Ela não diz isso com todas as letras. Muito pelo contrário: Miriam Leitão nem cita o nome do diretor de jornalismo da Rede Globo, Ali Kamel, porque ela não é boba. Mas em sua coluna de hoje em O Globo ela bate de frente com o que pensa Kamel. Para ele, não existe racismo no Brasil e o movimento em defesa das cotas raciais é que pode vir a criá-lo.
Em sua coluna, Leitão afirma o oposto: existe, sim, racismo e as cotas servem não só para denunciá-lo como também para reparar em parte os danos causados por ele. E chama de “negacionistas” os que pensam como Kamel.
Ainda há quem negue, hoje, que haja algo estranho numa sociedade de tantas diferenças.
O manifesto contra as cotas tem alguns intelectuais respeitáveis. Mais os respeitaria se estivessem pedindo avaliações e estudos sobre o desempenho de política tão recente; primeira e única tentativa em 120 anos de fazer algo mais vigoroso que deixar tudo como está para ver como é que fica. O status quo nos trouxe até aqui: a uma sociedade de desigualdades raciais tão vergonhosas de ruborizar qualquer um que não tenha se deixado anestesiar pela cena e pelas estatísticas brasileiras.
Ora, direis: o que tem o glorioso abolicionismo com uma política tópica — para tantos, equivocada — de se reservar vagas a pretos e pardos nas universidades públicas?

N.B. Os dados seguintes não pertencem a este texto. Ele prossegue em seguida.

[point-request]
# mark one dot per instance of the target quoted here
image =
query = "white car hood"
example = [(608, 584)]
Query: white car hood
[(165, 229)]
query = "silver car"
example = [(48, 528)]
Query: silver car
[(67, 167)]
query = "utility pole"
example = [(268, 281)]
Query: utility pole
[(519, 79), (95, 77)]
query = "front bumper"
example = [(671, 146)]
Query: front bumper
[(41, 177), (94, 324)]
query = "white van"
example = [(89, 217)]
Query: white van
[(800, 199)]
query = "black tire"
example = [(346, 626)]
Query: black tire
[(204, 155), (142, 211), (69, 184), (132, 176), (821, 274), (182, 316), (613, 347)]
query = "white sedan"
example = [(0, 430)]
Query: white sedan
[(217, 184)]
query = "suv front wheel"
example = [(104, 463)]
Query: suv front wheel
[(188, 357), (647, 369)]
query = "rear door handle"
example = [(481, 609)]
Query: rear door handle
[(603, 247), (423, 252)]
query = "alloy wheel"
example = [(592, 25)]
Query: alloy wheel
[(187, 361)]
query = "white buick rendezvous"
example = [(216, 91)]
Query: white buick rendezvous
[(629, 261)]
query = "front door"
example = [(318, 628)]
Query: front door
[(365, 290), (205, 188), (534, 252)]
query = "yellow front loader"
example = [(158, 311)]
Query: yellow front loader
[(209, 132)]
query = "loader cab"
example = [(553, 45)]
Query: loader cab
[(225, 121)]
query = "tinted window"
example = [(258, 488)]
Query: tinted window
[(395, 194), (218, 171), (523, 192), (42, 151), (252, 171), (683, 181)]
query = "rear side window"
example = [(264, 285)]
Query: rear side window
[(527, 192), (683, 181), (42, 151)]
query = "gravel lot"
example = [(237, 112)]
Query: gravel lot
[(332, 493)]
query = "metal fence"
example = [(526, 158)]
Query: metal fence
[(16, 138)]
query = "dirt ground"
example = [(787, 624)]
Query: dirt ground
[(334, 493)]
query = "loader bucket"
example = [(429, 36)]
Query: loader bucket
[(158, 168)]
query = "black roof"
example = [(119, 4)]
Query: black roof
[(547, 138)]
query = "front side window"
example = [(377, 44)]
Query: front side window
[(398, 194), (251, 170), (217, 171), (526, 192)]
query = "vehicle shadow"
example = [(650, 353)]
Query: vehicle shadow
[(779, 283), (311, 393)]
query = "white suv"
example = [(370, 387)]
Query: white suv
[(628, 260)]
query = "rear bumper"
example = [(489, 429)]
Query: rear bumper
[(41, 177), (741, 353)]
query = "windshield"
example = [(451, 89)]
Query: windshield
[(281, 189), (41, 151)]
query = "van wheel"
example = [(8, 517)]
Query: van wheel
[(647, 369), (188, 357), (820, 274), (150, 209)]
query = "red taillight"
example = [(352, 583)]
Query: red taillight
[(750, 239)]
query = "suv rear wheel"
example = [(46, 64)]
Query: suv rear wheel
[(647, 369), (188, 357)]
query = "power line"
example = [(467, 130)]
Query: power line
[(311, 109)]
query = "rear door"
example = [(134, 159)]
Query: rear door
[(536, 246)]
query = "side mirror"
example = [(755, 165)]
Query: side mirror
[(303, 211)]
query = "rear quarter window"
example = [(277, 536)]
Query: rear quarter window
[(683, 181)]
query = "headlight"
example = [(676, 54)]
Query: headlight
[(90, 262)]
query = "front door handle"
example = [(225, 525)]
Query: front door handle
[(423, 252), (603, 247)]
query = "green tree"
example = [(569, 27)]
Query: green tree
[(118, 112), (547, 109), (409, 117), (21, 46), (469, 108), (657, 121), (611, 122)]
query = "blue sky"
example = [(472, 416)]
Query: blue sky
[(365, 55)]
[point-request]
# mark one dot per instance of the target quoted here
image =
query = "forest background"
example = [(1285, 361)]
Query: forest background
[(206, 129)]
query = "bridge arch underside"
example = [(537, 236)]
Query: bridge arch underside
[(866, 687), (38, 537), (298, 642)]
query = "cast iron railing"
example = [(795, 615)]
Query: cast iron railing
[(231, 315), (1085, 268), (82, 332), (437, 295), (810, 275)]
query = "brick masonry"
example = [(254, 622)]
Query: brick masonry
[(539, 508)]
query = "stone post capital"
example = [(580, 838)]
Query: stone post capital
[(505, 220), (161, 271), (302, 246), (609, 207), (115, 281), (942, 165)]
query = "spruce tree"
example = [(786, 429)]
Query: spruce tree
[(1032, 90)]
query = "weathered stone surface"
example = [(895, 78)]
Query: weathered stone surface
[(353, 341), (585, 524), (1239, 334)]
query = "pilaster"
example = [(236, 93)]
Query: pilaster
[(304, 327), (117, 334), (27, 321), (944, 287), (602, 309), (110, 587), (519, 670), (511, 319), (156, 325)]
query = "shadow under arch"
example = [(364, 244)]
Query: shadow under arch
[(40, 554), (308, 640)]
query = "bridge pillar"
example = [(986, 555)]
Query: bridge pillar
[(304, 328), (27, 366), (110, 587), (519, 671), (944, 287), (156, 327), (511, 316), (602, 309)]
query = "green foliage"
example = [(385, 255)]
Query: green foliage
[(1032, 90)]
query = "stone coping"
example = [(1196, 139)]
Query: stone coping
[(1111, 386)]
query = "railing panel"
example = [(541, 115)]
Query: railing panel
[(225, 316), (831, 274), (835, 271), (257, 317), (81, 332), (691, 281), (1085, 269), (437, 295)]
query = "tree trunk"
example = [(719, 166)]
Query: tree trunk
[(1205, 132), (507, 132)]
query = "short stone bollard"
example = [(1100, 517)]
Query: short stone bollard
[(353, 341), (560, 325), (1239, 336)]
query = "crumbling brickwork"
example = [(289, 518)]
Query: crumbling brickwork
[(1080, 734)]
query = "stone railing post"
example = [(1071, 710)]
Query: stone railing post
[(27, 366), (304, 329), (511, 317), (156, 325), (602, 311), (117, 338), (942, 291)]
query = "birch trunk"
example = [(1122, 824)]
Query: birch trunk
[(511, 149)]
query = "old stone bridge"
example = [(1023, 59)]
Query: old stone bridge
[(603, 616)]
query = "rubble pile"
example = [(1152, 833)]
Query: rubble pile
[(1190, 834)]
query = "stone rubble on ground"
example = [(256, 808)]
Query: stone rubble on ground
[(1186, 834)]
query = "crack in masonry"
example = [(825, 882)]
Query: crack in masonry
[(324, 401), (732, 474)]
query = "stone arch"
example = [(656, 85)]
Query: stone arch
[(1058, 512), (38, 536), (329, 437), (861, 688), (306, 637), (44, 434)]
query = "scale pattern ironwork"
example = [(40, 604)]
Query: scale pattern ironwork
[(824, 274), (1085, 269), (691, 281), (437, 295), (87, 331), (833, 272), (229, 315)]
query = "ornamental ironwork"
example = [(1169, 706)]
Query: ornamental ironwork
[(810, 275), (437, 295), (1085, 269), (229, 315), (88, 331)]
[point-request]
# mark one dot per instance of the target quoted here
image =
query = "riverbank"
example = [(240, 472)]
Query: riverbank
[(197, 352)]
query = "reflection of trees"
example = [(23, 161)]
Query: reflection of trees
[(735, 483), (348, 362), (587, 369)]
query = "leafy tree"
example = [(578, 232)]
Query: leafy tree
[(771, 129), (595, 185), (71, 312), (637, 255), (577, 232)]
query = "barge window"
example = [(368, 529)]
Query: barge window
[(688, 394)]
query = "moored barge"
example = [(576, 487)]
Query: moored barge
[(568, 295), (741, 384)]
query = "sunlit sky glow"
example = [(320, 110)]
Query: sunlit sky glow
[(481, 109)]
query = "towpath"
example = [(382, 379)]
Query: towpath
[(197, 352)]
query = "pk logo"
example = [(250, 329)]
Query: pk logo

Ora, a cota não é a questão.
Ela é apenas o momento revelador, em que reaparece com força o maior dos erros nacionais: negar o problema para fugir dele. Os “negacionistas” — expressão da professora Maria Luiza Tucci Carneiro, da USP — sustentam que o país não é racista, mas que se tornará caso alguns estudantes pretos e pardos tenham desobstruído seu ingresso na universidade. Erros surgiram na aplicação das cotas. Os gêmeos de Brasília, por exemplo. Episódios isolados foram tratados como o todo. Tiveram mais destaque do que a análise dos resultados da política.
Os cotistas subverteram mesmo o princípio do mérito acadêmico? Reduziram a qualidade do ensino universitário? Produziram o ódio racial? Não vi até agora nenhum estudo robusto que comprovasse a tese manifesta de que uma única política pública, uma breve experiência, pudesse produzir tão devastadoras conseqüências.
Em sua defesa das cotas, Miriam Leitão critica até a mídia corporativa:
Os órgãos de comunicação têm feito uma enviesada cobertura do debate. Melhor faria o jornalismo se deixasse fluir a discussão, sem tanta ansiedade para, em cada reportagem, firmar a posição que já está explícita nos editoriais. A mensagem implícita em certas coberturas só engana os que não têm olhos treinados. [clique aqui para ler o texto completo].
Esta também é minha opinião. Sou a favor das cotas.
E você, leitor, leitora, o que pensa do assunto? As cotas incentivam o racismo?